Despite the artist’s attempts to decodify and present the basic parts of each conversation, the viewer soon learns how Sontheimer’s drawings represent the complexity underlying the very acts of communication and the making of meaning. These new drawings also show the artist’s (both Sontheimer’s and every artist’s) internal dialogue, namely the process of constant decision-making and evaluating that take place during the making of a work of art. With equal parts humor and sarcasm, Sontheimer winds the viewer through his conversations, revealing how meaning is a complex, ongoing interplay not only between the artist and the viewer, but within the artist himself/herself.
A native of New Orleans, Louisiana, Matthew Sontheimer currently lives and teaches in Lincoln, Nebraska. The artist earned his B.F.A. degree from Stephen F. Austin State University in 1992, followed by a M.F.A. degree from Montana State University in Bozeman in 1995. Having taught previously at both University of Houston and the University of North Texas, Sontheimer now holds the title of Assistant Professor at the University of Nebraska-Lincoln in the Department of Art and Art History.
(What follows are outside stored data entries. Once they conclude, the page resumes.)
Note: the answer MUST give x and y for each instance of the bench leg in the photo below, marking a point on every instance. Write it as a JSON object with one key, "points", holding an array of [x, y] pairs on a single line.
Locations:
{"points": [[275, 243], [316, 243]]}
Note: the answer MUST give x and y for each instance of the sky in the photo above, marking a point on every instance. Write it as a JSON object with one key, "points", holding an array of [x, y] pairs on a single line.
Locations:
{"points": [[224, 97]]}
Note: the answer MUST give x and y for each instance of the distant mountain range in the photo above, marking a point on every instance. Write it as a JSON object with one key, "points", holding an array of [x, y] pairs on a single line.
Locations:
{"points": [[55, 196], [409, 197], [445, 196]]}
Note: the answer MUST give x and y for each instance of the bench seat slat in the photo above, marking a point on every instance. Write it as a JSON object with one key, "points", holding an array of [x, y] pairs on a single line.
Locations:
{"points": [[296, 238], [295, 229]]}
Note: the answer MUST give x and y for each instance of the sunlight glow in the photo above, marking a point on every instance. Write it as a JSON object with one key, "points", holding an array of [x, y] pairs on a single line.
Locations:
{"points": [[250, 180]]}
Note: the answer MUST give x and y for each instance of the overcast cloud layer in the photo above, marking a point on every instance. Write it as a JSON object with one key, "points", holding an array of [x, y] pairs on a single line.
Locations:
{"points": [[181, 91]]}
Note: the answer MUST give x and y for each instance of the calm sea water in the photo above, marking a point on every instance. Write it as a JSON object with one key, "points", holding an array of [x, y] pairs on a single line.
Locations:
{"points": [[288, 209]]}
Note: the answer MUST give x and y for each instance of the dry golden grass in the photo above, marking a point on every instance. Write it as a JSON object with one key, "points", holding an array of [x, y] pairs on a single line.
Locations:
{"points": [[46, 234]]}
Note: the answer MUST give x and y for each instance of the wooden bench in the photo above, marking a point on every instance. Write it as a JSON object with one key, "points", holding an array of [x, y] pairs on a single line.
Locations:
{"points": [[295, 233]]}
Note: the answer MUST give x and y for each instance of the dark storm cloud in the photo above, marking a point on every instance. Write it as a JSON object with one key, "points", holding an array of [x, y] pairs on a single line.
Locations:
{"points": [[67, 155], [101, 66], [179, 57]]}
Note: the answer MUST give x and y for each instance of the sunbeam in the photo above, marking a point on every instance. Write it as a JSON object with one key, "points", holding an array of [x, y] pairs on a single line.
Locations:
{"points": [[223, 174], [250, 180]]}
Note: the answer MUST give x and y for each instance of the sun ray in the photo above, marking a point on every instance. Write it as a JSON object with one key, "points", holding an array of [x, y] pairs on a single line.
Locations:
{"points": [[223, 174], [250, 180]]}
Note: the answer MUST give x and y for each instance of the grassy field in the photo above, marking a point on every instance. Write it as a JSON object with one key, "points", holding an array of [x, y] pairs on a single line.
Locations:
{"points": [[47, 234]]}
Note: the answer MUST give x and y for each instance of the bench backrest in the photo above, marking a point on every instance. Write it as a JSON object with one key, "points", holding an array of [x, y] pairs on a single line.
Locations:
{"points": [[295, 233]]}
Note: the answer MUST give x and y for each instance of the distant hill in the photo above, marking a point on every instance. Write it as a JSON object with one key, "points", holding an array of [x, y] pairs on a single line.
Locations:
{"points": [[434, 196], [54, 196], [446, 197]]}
Sontheimer’s artwork has been shown in numerous exhibitions nationally, including the Contemporary Arts Museum, Houston, the New Orleans Museum of Art, the Jones Center for Contemporary Art in Austin, the Scottsdale Museum of Contemporary Art, and the Bemis Center for Contemporary Art. The artist’s works are included in the permanent collections of the Museum of Fine Arts, Houston, the New Orleans Museum of Art, and the Whitney Museum of American Art, New York.